Los sitiadores intentaron doblegarla, pero todos los intentos de negociación se estrellaron contra la tenacidad de la aguerrida comunera. En junio de 1521, su hermano mayor, Luis Hurtado de Mendoza, firme partidario de Carlos V, escribió al cardenal Adriano de Utrecht, gobernador del reino, que la causa principal de su fracaso al intentar persuadir a su hermana era que ésta procuraba conservar la hacienda de sus hijos. Quiso descargar así a María de las motivaciones políticas que inspiraban su lucha, aunque no la apoyó como hicieron su hermano menor Diego Hurtado de Mendoza y otros parientes cercanos. De nada sirvió tampoco la mediación de Diego López Pacheco, tío de María y marqués de Villena, que contaba con simpatías en la ciudad, ni los esfuerzos del conde de Oropesa y del duque de Maqueda, el cual llegó a Toledo “con harta gente y fue echado de ella a la voz del pueblo”.

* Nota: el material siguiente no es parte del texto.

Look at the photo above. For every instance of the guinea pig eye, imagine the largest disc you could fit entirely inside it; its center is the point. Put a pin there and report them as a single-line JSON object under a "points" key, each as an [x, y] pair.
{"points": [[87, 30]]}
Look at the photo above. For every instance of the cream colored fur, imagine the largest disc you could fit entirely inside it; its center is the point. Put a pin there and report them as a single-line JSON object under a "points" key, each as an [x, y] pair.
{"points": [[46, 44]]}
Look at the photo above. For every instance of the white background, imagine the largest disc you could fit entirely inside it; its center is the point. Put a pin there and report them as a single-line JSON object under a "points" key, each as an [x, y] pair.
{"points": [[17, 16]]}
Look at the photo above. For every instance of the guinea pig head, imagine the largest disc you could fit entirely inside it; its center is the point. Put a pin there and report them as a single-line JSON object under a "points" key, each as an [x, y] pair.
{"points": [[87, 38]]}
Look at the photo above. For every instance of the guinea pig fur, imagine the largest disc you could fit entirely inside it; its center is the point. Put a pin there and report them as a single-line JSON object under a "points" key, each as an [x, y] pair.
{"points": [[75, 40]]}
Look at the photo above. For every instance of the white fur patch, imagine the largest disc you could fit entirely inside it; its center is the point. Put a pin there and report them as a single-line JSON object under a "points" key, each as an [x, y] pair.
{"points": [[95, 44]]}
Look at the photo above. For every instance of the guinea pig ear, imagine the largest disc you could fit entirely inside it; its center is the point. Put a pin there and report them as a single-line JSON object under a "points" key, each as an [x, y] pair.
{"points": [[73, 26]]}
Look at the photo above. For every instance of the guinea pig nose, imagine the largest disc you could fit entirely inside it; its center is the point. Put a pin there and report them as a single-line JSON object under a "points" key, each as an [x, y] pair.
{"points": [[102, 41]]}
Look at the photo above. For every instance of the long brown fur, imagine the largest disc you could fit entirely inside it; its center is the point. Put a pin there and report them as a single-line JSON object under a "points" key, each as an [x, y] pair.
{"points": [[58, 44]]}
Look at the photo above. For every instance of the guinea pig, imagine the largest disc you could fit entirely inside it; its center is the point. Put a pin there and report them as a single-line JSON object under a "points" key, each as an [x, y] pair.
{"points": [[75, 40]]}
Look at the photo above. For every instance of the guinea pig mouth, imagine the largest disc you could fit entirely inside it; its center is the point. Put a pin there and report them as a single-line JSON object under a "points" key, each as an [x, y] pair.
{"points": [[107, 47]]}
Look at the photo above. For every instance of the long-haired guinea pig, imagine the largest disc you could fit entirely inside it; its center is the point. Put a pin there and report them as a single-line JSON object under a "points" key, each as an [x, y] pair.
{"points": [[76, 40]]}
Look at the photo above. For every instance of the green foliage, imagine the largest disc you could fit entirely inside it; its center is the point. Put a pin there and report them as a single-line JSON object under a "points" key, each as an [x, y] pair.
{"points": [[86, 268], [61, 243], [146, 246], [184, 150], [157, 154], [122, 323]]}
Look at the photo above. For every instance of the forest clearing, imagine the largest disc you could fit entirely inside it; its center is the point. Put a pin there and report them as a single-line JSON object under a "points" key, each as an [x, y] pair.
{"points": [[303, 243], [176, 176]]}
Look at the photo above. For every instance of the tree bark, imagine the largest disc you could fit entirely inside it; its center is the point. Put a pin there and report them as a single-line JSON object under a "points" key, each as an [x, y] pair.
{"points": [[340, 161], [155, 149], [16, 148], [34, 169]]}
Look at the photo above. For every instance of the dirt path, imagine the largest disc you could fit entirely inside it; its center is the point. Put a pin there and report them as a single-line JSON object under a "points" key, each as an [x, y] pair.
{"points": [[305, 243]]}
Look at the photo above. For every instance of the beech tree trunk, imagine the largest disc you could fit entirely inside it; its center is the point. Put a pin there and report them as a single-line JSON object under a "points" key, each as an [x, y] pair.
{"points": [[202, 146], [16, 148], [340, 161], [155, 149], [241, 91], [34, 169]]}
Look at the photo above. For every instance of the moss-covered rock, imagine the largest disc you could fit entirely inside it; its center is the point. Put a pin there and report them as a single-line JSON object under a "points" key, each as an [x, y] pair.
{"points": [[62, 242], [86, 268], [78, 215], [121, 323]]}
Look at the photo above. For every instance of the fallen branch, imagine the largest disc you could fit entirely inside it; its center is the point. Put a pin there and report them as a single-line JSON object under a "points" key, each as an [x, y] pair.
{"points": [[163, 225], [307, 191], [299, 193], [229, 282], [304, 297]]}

Acordaron entonces los gobernadores acceder a algunas demandas de los sublevados por no alargar el inútil asedio. El 25 de octubre de 1521 se firmó el armisticio de la Sisla. María ordenó a los comuneros evacuar el alcázar, pero fortificó y artilló su casa. El ajusticiamiento de un joven, que durante los festejos celebrados por la elección como pontífice del cardenal Adriano dio vivas a Padilla, hizo estallar de nuevo la guerra el 3 de febrero de 1522 en el interior de la ciudad. Gutierre López de Padilla, hermano de Padilla, y María de Mendoza, condesa de Monteagudo y hermana de María Pacheco, negociaron otro armisticio, tregua que aprovechó la condesa para ayudar a su hermana a huir disfrazada de aldeana. Gracias al dinero, víveres y mulas que le proporcionó su tío don Alonso, hermano del marqués de Villena, María pudo llegar con su hijo desde Escalona hasta Portugal.

Allí encontró refugio y ayuda primero del arzobispo de Braga, y luego del obispo de Oporto y capellán mayor de la emperatriz Isabel. Falleció en Oporto de un dolor de costado en el mes de marzo de 1531, sin haber solicitado el perdón real. La implícita disculpa y admiración que los cronistas dejaron traslucir por el heroísmo de Padilla, Bravo y Maldonado, se trocó en franca hostilidad hacia María, mujer de “tan terrible y atrevido corazón, que ella sola sustentaba la Comunidad de aquel pueblo”. Gonzalo Fernández de Oviedo afirmará sentir “mucha lástima” por Padilla, ya que le indujo a rebeldía su mujer, “que era muy peor que él y como le vio capitán general de Toledo, pensó que ya le veía señor del reino todo, y que ella era en la tierra única y sin segunda… cuanto más desenvuelta y varonil es la mujer, tanto más apocado hace a su marido”. El humanista Pedro Mártir de Anglería abundaría en la condena de una mujer que era “el marido de su marido”. Y Sandoval sentenciaría: “Hace perder por fuerza la mujer que se pone en más que su natural alcance, que es, dejando la rueca, tomar las armas”.